Certo puoi chiamare i tuoi funzionari eletti, se hai la fortuna di vivere in un posto dove è possibile. Ma se vuoi davvero cambiare il mondo? Chiama tua madre. Chiama il tuo amico d’infanzia. Chiama quella persona con cui hai ballato in seconda media e che non hai mai avuto il coraggio di chiamare dopo. Con questi piccoli gesti sfidiamo i politici che cercano di dividerci per rafforzare il proprio potere. Sfidiamo le futili differenze su cui tanto i media si concentrano così ardentemente.

Le statistiche dicono che siamo più soli e spaventati come mai nella storia.

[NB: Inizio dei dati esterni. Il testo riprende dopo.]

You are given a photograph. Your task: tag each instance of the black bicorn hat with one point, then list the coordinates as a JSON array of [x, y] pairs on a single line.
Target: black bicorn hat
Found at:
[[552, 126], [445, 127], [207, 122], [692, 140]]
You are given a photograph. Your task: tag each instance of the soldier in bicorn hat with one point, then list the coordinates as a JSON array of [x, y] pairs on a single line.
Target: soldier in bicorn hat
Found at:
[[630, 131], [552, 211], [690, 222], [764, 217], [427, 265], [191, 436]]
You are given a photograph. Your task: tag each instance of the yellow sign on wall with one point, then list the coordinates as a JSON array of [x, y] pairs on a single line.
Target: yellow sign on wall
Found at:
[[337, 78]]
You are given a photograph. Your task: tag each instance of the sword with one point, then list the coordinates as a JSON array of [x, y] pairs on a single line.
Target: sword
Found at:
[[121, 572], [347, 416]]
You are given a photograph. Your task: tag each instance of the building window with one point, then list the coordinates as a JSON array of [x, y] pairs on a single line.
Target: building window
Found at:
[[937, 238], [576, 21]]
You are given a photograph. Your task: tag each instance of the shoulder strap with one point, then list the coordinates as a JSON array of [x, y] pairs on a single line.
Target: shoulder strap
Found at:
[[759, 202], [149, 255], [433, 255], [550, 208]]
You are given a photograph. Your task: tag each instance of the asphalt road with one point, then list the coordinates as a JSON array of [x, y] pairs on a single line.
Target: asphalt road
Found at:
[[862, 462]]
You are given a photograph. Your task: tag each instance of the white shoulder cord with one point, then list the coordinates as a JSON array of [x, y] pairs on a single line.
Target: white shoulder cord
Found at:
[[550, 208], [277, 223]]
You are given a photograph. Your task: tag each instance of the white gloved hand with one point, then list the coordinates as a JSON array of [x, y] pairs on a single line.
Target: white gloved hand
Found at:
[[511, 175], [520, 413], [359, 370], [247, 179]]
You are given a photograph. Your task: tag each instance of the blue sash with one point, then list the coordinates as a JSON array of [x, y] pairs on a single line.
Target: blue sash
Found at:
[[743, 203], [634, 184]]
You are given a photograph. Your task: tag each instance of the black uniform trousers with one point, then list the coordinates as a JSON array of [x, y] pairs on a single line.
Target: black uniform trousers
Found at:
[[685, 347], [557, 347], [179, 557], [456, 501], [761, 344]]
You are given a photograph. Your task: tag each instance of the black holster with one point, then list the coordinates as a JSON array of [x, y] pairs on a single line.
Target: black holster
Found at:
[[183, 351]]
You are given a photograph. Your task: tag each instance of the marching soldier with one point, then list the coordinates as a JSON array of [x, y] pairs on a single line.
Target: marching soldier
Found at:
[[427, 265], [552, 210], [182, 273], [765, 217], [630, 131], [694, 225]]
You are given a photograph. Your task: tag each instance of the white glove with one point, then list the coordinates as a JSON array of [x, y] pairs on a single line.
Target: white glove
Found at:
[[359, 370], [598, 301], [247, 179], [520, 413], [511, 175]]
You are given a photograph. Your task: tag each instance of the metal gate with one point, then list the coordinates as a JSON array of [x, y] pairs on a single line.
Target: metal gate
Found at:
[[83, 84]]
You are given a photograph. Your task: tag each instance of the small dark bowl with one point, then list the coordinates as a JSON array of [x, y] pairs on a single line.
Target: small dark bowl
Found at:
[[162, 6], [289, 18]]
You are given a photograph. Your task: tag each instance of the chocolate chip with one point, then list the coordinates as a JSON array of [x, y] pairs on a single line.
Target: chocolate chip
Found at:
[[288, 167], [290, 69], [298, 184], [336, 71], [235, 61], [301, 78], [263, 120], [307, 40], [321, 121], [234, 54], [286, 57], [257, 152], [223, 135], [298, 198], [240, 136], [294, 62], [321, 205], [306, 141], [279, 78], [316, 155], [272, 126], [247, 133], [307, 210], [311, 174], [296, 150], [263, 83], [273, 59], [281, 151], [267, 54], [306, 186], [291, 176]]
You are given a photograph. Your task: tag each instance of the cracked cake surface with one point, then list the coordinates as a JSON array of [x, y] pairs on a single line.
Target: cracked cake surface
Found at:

Abbiamo pochissimo potere di influenzare i 7,5 miliardi di persone. Abbiamo pochissima capacità di cambiare il corso del riscaldamento globale. Non abbiamo quasi nessuna capacità di fermare i proiettili volanti. Ma abbiamo la capacità quasi infinita di condividere amore e compassione.

Ho sentito qualcosa sulla nostra cultura che sarebbe molto interessata agli “eroi” in quanto persone che entrano in battaglia per affrontare un conflitto. Raramente facciamo lo stesso sforzo nel riconoscere un processo molto più intenso di crescita, guarigione, cura, insegnamento, creazione. Ci vuole un attimo per distruggere qualcosa e una intera esistenza per creare. Adoperiamoci a spendere la nostra vita a creare nel mondo reale, con quell’enorme potere che ognuno di noi ha di connettersi. Un sorriso. Un invito a pranzo. Un momento di servizio generoso. Un abbraccio. Poi un altro.